For discussion brevity, I'll refer to 3 of the ideas mentioned in the JGroups doc by shorted:
1) "Merge state". Discussed in 5.6.1 -- JGroups user manages a process to merge the state from the merging partitions.
2) "Primary partition". Discussed in 5.6.2. Nodes that realize upon merge that they weren't in the primary partition flush their state, ensuring that state must be reacquired from a shared persistent store.
3) "Read-only". Nodes realize at the time the partition occurs that they are not in the primary partition, and shift into read-only mode, throwing exceptions if an attempt is made to write. When the partition heals, they get the current state from the primary partition.
Some things mentioned in the discussion today:
* Using timestamps for "merge state" is problematic due to clock synchronization and clock granularity issues.
* "Merge state" is tricky for PojoCache, because the stored pojo doesn't have a natural timestamp or counter that can be used to determine which state to retain. JBC/PojoCache can compare state between nodes, but if there is a conflict there probably needs to be a callback to the application to allow it to decide what to do.
* "Merge state" is more useful to http sessions that don't use FIELD granularity (i.e. don't use PojoCache). Web sessions are supposed to be managed by only one node, so the difficulty of deciding which node's state is correct is reduced. The stored sessions have a timestamp and counter stored in the root node for the sessions subtree. If JBC provided a callback to the JBossCacheManager, the JBCM could easily determine which server's data to retain for each session. Bela pointed out that this reconciliation process could also be done "off-line" via a special service that multiplexes on the cache's channel -- i.e. JBC doesn't have to be directly involved.
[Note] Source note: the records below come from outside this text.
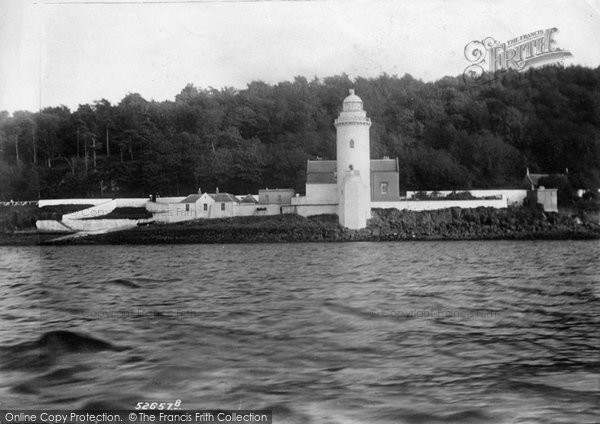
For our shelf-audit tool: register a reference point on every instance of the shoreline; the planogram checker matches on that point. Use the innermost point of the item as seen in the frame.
(453, 224)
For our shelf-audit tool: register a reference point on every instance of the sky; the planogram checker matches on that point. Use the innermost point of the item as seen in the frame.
(71, 52)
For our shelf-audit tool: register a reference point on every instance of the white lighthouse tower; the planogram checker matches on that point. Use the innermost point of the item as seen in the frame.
(353, 164)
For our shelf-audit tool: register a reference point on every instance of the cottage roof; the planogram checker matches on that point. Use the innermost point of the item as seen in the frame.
(248, 199)
(192, 198)
(324, 171)
(224, 197)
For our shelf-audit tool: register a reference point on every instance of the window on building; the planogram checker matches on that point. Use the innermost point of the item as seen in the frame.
(384, 188)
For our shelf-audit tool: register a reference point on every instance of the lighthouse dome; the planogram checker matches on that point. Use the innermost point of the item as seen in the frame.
(352, 102)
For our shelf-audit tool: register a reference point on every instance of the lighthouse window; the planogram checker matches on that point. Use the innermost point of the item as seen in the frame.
(384, 188)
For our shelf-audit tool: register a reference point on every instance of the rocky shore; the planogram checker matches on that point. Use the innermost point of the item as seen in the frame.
(386, 225)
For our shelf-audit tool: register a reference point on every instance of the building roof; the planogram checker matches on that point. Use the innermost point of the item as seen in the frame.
(192, 198)
(248, 199)
(324, 171)
(268, 190)
(223, 197)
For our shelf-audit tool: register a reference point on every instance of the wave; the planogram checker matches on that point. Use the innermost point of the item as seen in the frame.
(44, 351)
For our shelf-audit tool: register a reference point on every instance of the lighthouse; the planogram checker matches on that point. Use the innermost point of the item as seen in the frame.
(353, 164)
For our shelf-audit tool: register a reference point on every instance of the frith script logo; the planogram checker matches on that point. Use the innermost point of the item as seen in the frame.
(529, 50)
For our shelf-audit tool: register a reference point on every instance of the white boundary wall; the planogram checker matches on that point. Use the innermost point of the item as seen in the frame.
(55, 202)
(101, 224)
(98, 210)
(427, 205)
(512, 196)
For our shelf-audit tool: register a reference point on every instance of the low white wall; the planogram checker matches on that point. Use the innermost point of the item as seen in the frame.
(512, 196)
(169, 199)
(157, 207)
(246, 209)
(54, 202)
(51, 226)
(320, 194)
(309, 210)
(427, 205)
(100, 224)
(131, 203)
(98, 210)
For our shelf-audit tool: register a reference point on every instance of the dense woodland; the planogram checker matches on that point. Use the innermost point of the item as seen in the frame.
(449, 134)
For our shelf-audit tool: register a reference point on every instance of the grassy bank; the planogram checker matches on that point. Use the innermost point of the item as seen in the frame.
(386, 225)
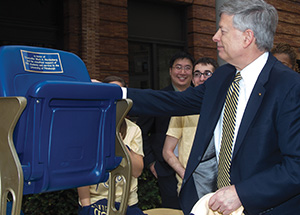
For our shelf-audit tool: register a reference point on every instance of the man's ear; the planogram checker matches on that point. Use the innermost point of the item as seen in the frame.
(248, 38)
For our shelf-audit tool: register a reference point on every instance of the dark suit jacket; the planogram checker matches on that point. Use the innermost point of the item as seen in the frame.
(154, 131)
(266, 159)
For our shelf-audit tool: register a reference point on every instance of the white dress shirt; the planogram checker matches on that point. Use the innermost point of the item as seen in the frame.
(249, 77)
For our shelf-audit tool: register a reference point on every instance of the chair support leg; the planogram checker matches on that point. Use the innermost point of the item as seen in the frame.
(11, 173)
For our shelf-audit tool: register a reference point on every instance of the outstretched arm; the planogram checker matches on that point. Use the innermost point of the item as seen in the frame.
(170, 157)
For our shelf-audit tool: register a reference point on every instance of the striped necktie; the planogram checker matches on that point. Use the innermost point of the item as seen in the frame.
(228, 126)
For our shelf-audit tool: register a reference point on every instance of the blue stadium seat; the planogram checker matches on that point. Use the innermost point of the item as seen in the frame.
(65, 137)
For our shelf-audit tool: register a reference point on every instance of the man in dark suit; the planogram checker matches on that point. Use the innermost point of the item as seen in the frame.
(154, 131)
(265, 160)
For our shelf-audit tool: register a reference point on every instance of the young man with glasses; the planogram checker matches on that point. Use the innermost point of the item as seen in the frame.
(154, 132)
(181, 133)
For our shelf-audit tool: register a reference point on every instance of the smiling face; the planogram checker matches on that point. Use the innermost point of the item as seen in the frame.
(181, 73)
(202, 72)
(230, 41)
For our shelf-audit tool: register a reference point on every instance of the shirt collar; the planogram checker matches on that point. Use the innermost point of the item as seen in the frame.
(251, 72)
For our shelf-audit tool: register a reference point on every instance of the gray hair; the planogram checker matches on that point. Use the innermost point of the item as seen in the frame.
(257, 15)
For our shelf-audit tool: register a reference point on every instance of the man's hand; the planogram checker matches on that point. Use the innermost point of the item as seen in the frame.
(225, 200)
(152, 169)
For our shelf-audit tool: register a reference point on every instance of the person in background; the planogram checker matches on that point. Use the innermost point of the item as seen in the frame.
(286, 55)
(93, 199)
(182, 131)
(262, 175)
(154, 132)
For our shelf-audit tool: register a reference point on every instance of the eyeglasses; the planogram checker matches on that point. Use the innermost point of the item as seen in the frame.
(180, 67)
(206, 74)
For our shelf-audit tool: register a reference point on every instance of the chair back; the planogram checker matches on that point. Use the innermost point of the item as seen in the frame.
(65, 137)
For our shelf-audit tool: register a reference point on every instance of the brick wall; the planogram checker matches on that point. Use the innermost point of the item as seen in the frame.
(288, 29)
(201, 28)
(97, 31)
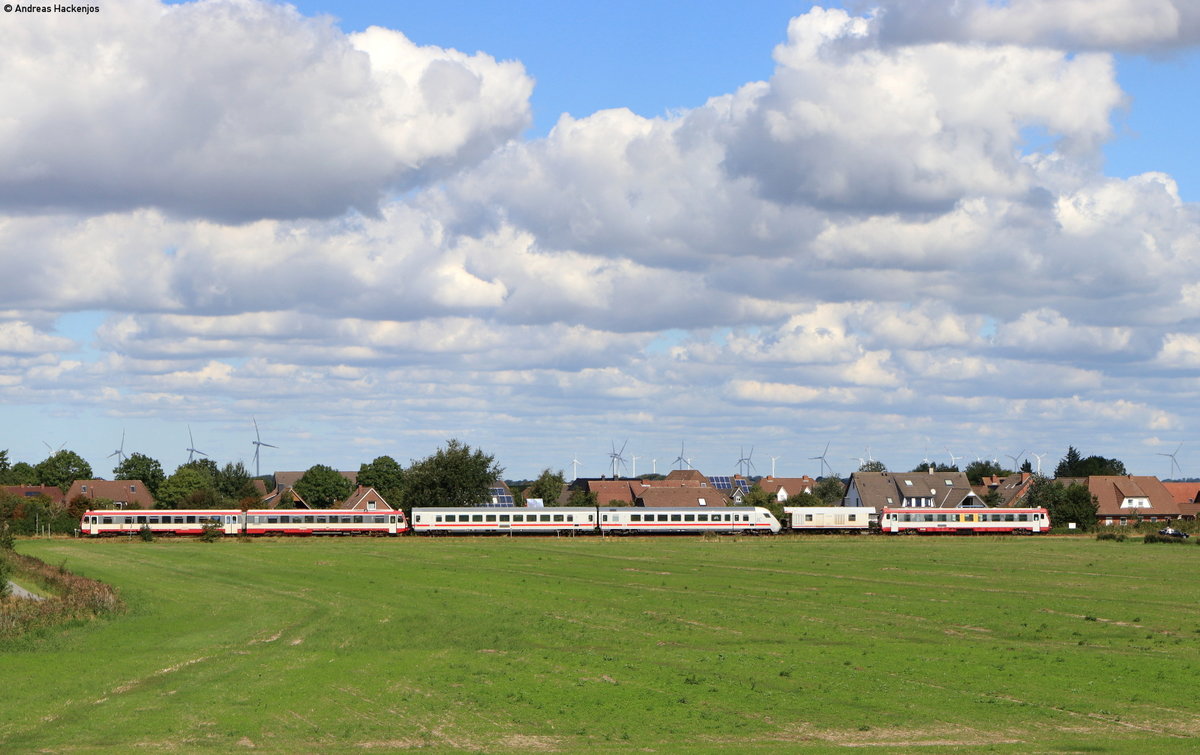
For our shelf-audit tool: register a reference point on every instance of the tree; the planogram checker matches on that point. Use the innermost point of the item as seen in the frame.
(234, 484)
(549, 486)
(61, 469)
(1073, 503)
(455, 475)
(322, 486)
(141, 467)
(22, 473)
(1072, 465)
(178, 489)
(829, 490)
(978, 469)
(937, 467)
(387, 477)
* "Read-only" is a possible option for some webapps that don't mind throwing exceptions. E.g. a blog site wants people to be able to continue reading the blog, and doesn't mind if update functions are disrupted during the network partition.
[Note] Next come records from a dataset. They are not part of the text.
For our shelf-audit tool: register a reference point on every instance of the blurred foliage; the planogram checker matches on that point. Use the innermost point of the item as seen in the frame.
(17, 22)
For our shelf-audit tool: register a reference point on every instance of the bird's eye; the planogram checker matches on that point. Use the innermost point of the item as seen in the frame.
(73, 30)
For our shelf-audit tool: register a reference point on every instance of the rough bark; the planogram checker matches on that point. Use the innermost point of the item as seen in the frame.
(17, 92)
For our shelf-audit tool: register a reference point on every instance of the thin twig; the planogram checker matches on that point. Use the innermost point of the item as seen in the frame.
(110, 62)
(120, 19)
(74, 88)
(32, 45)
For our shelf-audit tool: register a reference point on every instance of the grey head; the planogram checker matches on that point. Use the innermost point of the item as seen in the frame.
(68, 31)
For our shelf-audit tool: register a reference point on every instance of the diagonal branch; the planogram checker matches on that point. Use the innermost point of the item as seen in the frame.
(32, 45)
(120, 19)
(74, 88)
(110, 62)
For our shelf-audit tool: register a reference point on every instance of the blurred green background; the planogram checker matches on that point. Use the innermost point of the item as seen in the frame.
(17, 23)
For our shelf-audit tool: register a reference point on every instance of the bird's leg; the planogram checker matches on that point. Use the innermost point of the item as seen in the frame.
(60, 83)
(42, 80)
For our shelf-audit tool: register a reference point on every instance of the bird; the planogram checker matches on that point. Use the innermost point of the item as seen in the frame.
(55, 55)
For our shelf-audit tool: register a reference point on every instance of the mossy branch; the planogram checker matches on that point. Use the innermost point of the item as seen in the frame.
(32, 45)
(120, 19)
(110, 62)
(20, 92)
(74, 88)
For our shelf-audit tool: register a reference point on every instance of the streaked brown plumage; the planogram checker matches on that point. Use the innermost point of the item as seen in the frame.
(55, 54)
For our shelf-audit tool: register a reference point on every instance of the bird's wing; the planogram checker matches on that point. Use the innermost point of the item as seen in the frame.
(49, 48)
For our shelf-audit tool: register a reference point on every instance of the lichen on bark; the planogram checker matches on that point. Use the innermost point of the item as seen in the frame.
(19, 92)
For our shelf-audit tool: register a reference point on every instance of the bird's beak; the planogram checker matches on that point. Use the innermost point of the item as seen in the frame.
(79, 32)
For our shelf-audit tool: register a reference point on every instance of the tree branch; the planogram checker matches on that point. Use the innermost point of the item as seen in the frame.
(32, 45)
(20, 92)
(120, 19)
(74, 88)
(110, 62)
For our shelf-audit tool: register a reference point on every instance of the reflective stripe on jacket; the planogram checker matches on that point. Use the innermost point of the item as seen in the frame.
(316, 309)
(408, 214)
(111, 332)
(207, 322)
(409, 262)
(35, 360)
* Entity caching is a tough problem. At first, something like the "primary partition" approach seems good; just dump cached state when the merge occurs and force Hibernate to repopulate the cache from the db. Problem is that during the partition itself the caches can become invalid. Two sub-partitions of {A, B, C} and {D, E} will not know about each others' updates, and thus Hibernate can read stale data from the cache. Variations on the "read-only" approach where {D, E} no longer provides cached data don't solve the problem, as Hibernate on D or E can still update the database, in which case the {A, B, C} caches are invalid.
For this kind of situation, having the application become unavailable on {D, E} is something we need to consider.
This is just a quick summary; I'm sure I missed stuf.